E o caminho surge de uma prática simples entre mãe e filho. “Começo a valorizar uma história que já tinha ouvido: o meu pai a aprender a ler e a minha avó, que não sabe ler, ambos ao serão. Ela a bordar e ele a ler para ela, à luz de um candeeirozinho a óleo, julgo eu. Mas ele lia um livro que não tinha as últimas páginas, que não tinha fim. E eles leram aquele livro uma série de vezes. Acho isto uma coisa extraordinária! Se a história não tem fim, porque a leram tantas vezes?”
A resolução de uma falta conduziu à prática da multiplicidade de possibilidades que o devir contém e “este exercício de projectar um final, interessou-me muito. Porque é realmente aquela ideia do fio quebrado e das múltiplas possibilidades, das reformulações, da história que pode ser aquilo que nós quisermos”.


Pretendi reflectir um pouco sobre o que é que nós guardamos, o que é que nós depois utilizamos no nosso processo, na nossa vida.

A história, que se constrói a partir das pequenas histórias, das histórias vividas por cada personagem que compõe as gentes dum determinado local. No fundo, as histórias individuais que se entrecruzam é que são o miolo da história.
“O que apresento é um paralelo entre o que é o museu e os princípios museológicos que estão por detrás daquilo que está feito na outra exposição, e uma espécie de ‘paramuseu’ que é o que eu fiz, que é o meu museu, a minha memória, a minha visão das coisas”.
A partilha é fundamental. Para que exista partilha, nalgum ponto, tem que existir identificação. “Há um lado da identificação que era muito importante alcançar: conseguir que o trabalho fizesse sentido para outras pessoas dali, de Tavira. As exposições atingem o seu objectivo quando uma pessoa se me dirige e percebo que o trabalho chegou lá, que lhe tocou de algum modo, que a pessoa reflectiu um bocadinho que seja sobre aquilo que viu”. Objectivo que consegue atingir. “Houve uma senhora que me disse: ‘obrigada por me ter deixado percorrer as suas memórias’, e fez mais alguns comentários evidenciando claramente essa identificação com o que viu”.
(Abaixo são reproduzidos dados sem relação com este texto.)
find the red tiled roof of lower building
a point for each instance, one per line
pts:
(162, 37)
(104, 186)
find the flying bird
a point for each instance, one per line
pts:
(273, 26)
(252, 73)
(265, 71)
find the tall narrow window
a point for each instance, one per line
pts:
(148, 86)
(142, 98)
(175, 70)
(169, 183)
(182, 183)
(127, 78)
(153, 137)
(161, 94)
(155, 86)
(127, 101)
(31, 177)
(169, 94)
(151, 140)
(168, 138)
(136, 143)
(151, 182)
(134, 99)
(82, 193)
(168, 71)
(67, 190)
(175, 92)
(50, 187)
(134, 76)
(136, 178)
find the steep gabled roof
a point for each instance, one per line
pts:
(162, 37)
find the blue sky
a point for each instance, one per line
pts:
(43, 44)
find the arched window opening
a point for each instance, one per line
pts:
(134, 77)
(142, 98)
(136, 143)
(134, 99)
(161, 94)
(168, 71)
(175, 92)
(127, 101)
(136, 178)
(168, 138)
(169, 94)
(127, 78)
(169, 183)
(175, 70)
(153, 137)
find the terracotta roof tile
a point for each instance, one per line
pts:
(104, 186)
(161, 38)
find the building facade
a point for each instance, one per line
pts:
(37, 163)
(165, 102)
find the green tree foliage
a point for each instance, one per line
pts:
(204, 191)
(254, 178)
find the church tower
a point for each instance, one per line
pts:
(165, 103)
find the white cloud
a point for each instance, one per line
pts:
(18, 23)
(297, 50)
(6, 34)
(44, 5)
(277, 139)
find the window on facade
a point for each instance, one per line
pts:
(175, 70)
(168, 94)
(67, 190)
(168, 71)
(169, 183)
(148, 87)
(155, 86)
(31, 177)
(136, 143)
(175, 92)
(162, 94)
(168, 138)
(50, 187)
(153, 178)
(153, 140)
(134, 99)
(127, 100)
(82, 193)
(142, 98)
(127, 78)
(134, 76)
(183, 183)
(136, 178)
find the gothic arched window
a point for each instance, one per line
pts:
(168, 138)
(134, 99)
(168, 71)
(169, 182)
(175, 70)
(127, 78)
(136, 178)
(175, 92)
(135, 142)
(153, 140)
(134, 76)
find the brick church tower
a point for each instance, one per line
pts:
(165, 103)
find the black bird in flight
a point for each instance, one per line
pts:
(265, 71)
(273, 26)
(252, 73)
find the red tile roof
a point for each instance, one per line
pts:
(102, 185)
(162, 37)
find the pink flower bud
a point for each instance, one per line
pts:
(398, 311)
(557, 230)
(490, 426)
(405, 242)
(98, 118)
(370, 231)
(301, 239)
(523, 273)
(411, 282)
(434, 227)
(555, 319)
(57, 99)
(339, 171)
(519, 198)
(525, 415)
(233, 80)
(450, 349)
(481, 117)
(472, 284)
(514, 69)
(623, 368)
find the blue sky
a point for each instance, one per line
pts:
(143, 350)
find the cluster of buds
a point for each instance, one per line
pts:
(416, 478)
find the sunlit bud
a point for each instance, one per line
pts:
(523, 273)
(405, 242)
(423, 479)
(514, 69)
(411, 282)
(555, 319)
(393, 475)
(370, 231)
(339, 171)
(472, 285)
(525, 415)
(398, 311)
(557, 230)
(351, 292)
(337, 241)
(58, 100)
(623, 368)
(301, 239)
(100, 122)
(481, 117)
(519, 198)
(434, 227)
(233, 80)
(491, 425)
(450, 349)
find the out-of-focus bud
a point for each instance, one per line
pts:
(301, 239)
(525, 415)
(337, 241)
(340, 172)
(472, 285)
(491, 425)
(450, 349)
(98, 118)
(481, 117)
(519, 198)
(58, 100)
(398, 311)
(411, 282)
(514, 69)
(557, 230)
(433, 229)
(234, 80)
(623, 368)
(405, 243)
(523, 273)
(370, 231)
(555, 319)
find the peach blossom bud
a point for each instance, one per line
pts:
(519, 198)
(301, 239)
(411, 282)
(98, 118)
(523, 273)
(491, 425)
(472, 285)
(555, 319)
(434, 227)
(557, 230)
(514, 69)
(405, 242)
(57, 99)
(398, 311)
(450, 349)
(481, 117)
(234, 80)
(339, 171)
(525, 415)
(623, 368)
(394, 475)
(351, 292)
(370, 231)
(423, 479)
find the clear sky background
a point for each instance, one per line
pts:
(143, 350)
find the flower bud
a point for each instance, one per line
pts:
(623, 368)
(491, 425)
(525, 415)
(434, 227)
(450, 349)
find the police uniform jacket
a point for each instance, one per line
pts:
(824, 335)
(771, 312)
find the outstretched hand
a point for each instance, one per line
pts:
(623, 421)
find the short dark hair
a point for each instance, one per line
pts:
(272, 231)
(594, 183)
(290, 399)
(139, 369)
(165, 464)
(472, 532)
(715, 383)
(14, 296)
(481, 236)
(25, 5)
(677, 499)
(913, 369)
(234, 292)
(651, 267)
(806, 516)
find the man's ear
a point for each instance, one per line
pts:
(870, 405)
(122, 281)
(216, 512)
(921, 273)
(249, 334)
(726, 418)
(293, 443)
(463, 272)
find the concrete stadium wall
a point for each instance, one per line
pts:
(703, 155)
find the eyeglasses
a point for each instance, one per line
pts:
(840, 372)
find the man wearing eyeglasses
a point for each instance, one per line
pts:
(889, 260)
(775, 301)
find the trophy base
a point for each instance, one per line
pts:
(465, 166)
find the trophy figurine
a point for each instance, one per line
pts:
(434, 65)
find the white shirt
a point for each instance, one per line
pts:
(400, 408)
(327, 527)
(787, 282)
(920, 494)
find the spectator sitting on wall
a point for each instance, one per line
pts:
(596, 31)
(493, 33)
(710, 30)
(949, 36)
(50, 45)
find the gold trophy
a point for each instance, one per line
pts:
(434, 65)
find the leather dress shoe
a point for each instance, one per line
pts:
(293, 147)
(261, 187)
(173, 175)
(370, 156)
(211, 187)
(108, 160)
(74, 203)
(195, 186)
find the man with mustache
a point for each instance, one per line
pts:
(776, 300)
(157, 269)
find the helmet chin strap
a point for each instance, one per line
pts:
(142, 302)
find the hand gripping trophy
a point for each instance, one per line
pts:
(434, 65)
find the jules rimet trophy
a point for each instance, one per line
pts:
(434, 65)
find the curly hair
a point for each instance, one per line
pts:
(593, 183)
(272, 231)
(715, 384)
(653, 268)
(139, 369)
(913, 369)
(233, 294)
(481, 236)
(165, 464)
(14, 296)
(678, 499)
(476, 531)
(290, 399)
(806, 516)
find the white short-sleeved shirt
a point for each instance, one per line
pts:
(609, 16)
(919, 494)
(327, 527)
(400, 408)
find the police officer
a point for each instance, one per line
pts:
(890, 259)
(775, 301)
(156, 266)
É importante perceber o que as coisas são porque a nossa acção sobre o mundo é transformadora, seja ela consciente ou não, da transformação que propicia. É importante ter consciência disso para percebermos o que fazemos com os bocados de mundo que nos vêm parar às mãos.
“Pretendi reflectir um pouco sobre o que é que nós guardamos, o que é que nós depois utilizamos no nosso processo, na nossa vida, na nossa personalidade. Como é que recebemos uma coisa e depois a transformamos noutra coisa qualquer”.
E, como quem arranca um fruto de uma das árvores do pomar dos seus avós, saboreia o conteúdo de “uma frase da Tracey Emin que acho muito importante: ‘não interessa o que uma pessoa tem ou recebe dos outros, o que interessa é o que uma pessoa faz com aquilo que recebe dos outros’. Como é que utilizamos aquilo que chega até nós para evoluirmos. A arte passa muito por aí. Conseguirmos compreender aquilo que chega até nós, reformularmos e darmos uma visão do mundo tal como o percebemos”.
De algum modo, ser artista é “continuar a pertencer a essa cadeia de eventos, de receber e dar algo. Não vejo a arte como uma coisa sagrada, vejo-a mais como uma coisa do dia a dia, dos objectos e das experiências”. Todos somos potencialmente artistas, “não acho que a arte seja pertença de alguns iluminados. Todos temos potencial para criar qualquer coisa, a predisposição para criar é que já é diferente. Nem toda a gente está disposta a olhar para ver, a pensar para depois transformar”. A arte “é um processo de transformação que deverá trazer algo de novo ou pelo menos deverá fazer olhar de novo para as coisas”. A arte tem um papel, o “de nos fazer parar e pensar” e deve ter um propósito social, “enriquecer o modo como as pessoas se relacionam com o mundo”.